The chasm between boards and cybersecurity leaders is a profound problem.
A recent survey of 600 board members published in the Harvard Business Review by Lucia Milică and Keri Pearlson found “despite investments of time and money, most directors (65%) still believe their organizations are at risk of a material cyberattack within the next 12 months, and almost half believe they are unprepared to cope with a targeted attack.” Further, the study revealed that “just 69% of responding board members see eye-to-eye with their CISOs. Fewer than half (47%) of members serve on boards that interact with their CISOs regularly, and almost a third of them only see their CISOs at board presentations.”

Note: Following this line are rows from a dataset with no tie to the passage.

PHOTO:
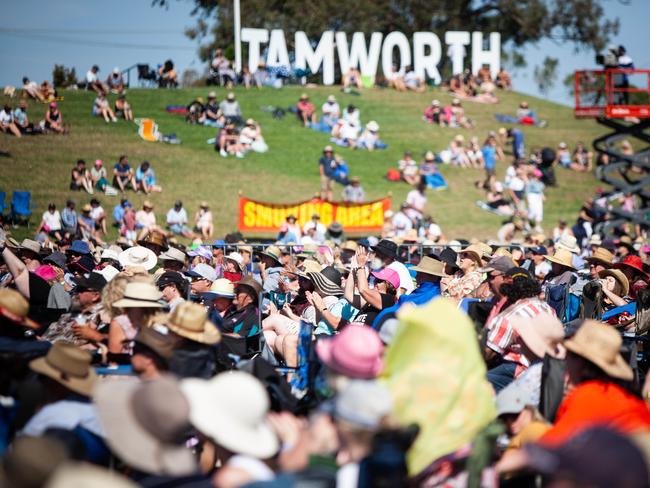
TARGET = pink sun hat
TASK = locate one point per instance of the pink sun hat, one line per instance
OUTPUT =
(387, 274)
(357, 352)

In turn, it’s not surprising that, despite widespread corporate posturing and espoused cyber risk concern, “weather the storm” remains a common governance crisis response. Serious boards forge real accountability plans through tough conversations, independent assessments and meaningful agreement well before setbacks occur.

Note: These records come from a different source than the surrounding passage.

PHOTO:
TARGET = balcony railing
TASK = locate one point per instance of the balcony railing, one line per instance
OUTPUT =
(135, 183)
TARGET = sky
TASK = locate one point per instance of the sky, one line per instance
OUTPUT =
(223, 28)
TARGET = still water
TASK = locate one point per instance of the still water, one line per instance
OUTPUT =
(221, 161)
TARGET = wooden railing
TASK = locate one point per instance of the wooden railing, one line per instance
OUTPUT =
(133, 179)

A close look shows that Clorox’s proxy day scripts the organizational oligarchs’ crisis survival playbook. Do and spend just enough to avoid compliance, regulatory and legal headaches, persevere through bad press and escape with little or no consequence to personal prestige, professional identity and hefty income streams.
Was Clorox cyber chief Bogac’s departure exasperated resignation or board abandonment? We may never know, as airtight employee separation agreements are rarely made public. And who’s really reading proxy statements anyway?